Nessa quarta (27), comerciantes e prestadores de serviço estiveram com o pré-candidato e solicitaram a criação de projetos que favoreçam a expansão da economia local e incentivem o turismo na cidade, pontos por eles referenciados como primordiais para que o município abandone a estagnação econômica. “Ouvir as necessidades da população é muito importante, acredito que é o primeiro passo para a criação de um plano que busque o desenvolvimento da cidade”, afirmou ao fim do encontro o professor Eduardo Gomes.
Já na última quinta-feira (21), representantes de assentamentos do Movimento Sem Terra (MST) do município, dentre eles: o Che Guevara, o Jacobina, o Marcação e o Sítio Novo. Margeado pelo Rio São Francisco e sendo o terceiro maior município de Alagoas, os trabalhadores rurais apontaram a necessidade de explorar de forma mais eficiente o potencial agrário da região, inclusive com a aquisição de equipamentos e corpo técnico para auxiliar no preparo da terra e apontar as melhores opções de cultivo para o clima semiárido.

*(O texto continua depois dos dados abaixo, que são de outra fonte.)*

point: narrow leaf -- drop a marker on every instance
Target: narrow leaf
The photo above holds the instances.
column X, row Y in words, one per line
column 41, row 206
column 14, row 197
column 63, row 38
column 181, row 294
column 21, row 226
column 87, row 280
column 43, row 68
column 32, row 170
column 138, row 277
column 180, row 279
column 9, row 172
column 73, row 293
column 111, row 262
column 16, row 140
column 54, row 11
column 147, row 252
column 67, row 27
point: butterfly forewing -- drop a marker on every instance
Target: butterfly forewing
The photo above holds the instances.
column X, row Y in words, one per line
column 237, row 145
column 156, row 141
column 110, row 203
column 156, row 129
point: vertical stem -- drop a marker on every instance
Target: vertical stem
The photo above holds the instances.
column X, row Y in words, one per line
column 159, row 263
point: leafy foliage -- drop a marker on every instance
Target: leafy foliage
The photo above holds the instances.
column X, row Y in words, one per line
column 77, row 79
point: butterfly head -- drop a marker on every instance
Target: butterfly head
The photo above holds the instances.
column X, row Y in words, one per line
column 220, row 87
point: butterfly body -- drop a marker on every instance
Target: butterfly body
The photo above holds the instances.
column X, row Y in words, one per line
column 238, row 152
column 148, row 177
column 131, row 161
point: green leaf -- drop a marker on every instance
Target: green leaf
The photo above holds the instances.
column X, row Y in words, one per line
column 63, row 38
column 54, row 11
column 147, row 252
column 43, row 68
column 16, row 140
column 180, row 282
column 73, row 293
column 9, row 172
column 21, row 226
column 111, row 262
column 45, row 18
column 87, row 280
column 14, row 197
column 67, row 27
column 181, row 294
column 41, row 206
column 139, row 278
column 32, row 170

“A ideia é criar um sistema de cooperativas que prezem pelo incentivo da agricultura de sustentabilidade, e em razão da posição geográfica no município, que está situado no semiárido, há de se compreender que as chuvas são escassas, por essa razão, um projeto de irrigação e poços artesianos nos assentamentos pode ser bastante válido. Também podemos criar alternativas de renda para as famílias do campo, uma solução viável e rentável é a piscicultura. A criação de tilápia, por exemplo, o quilo do filé desse peixe pode ser comercializado por R$ 28, e da tilápia tudo se aproveita, o couro é vendido para a fabricação de bolsas e cintos e até o esqueleto é aproveitado no artesanato”, afirmou Eduardo Tavares.